А среди ночи, проснувшись от головной боли, он вспомнил все это с мучительным стыдом. Было стыдно и гадко. И особенно гадко вспоминать, как они стояли в углу, и прорвалась в нем эта потребность говорить перед другими о своей преданности, о том, что обычно человек держит в себе. Что заставляло его говорить это? Водка? Водка только сделала нестыдным то, чего трезвый стыдится. И отчего вообще радость? Что изменилось? Он пытался собрать уверенность, которая была у него днем, и не мог. Сейчас это почему-то не удавалось. А может, просто все обрадовались возможности зажмуриться? Зажмуриться а не видеть опасности? Ты не видишь - и ее уже нет. Он заново перечел сообщение ТАСС, и теперь все в нем казалось неубедительным.

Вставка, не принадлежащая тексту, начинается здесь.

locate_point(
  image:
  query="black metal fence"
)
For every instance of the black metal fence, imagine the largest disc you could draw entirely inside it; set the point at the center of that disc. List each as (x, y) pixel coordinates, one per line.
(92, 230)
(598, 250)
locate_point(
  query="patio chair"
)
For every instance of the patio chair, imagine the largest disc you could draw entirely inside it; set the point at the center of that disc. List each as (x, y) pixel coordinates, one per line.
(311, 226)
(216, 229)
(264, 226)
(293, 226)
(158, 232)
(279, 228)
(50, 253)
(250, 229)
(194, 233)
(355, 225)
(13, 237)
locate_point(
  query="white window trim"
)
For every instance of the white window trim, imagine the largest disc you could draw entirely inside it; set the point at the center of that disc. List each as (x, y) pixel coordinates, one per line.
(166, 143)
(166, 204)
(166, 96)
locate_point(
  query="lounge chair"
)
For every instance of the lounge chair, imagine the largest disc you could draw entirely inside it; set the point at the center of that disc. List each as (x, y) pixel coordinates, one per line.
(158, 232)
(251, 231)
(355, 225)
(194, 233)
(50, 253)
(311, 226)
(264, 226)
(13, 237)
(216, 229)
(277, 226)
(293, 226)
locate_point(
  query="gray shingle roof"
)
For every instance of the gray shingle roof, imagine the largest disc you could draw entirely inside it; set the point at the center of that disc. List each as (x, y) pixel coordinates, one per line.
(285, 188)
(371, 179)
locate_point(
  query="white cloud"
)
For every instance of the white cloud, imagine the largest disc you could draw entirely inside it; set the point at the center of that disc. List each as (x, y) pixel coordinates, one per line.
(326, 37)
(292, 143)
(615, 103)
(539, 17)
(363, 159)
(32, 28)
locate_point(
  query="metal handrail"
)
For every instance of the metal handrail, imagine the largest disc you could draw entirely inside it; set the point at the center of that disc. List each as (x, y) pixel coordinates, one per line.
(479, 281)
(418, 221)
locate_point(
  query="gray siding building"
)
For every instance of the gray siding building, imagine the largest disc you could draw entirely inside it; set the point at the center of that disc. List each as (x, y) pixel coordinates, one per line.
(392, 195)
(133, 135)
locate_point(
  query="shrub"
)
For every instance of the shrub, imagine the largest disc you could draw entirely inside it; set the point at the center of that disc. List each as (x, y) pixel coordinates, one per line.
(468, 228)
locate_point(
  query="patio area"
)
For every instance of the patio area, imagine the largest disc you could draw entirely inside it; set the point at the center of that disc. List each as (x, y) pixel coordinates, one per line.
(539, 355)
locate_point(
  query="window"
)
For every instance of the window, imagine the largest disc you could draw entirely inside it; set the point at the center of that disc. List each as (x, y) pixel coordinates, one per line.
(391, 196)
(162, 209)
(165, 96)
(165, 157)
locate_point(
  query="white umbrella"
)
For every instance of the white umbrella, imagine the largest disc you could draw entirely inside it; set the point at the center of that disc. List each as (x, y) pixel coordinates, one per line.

Этой ночью он слушал радио. Что говорит сейчас мир? Вдруг ворвался рев самолета и сквозь него торопливый, захлебывающийся голос диктора. Говорили по-немецки. Над каким городом кружил этот самолет? Сквозь cвист и хаос, сквозь обрывки музыки Щербатов нашел Париж. И твердая немецкая речь раздалась так близко, что Щербатов убавил звук и закрыл окно. Немца прерывал хохот многих здоровых глоток и аплодисментов. И снова говорил он что-то смешное. И снова хохот и топот ног.
Щербатов шарил по станциям с волны на волну. Притихшая Европа говорила по-немецки и плакала по-немецки, передавала немецкую музыку, и веселилась, и танцевала под нее. Во Франции, в Дании, в Голландии, в Бельгии, в Норвегии, в Польше, в Чехословакии - на всех волнах раздавалась немецкая речь. В Белграде и Афинах звучало одно и то же немецкое танго, сладкое и медленное. "Происходящая в последнее время переброска германских войск, освободившихся на Балканах, связана, надо полагать, с другими мотивами, не имеющими касательств к советско-германским отношениям". Все это, казавшееся убедительным и таким логичным днем, сейчас выглядело по-иному. "Надо полагать..." Самое странное, что, казалось бы, заинтересованы в таком опровержении немцы, но не они опровергают, а мы за них. И тон какой-то просительный, словно представляем на подпись или просим подтвердить.
Лондон, который теперь бомбили еженощно, под звон колоколов передавал богослужение. Москва давно закончила передачи, и люди спали мирным сном. От западной границы до Дальнего Востока страна спала, убаюканная, и видела сладкие сны. Как остановить надвигающееся? Щербатов знал, что командующий соседней армией писал лично Сталину, предупреждая об опасности, пытался посоветовать ряд срочных мер и за это по личному распоряжению Сталина был снят и отозван, обвиненный в трусости и пораженческих настроениях. Об этом шепнул ему вчера Лапшин и, отстранившись, прищурясь хитро, погрозил пальцем. Мол, учти и помни, что мог я с тобой сделать и не сделал.
Как лечить болезнь, когда запрещено даже называть ее? Безопасно одно: быть слепым. Зажмуриться и выражать уверенность. Говорить то, что хотят слышать. А что, если за завесой строжайшей секретности охраняется от взглядов наша неподготовленность? И никому не разрешено приблизиться в советом: вокруг, как ток смертельного напряжения, пропущен страх.
Самое ужасное, что во всем этом, противоестественном и гибельном, была своя непостижимая логика. Щербатов не мог разгадать ее, но чувствовал, что она есть. И каждый факт, в отдельности казавшийся случайным, диким, был следствием чего-то и одновременно причиной. Все началось не сегодня, а где-то раньше. Развязанные, пущенные в ход события развивались теперь самостоятельно по своей внутренней логике, со всеми последствиями, которые вначале невозможно было предвидеть. Никто в отдельности гибели не хотел, и все вместе делали то, что вело к гибели.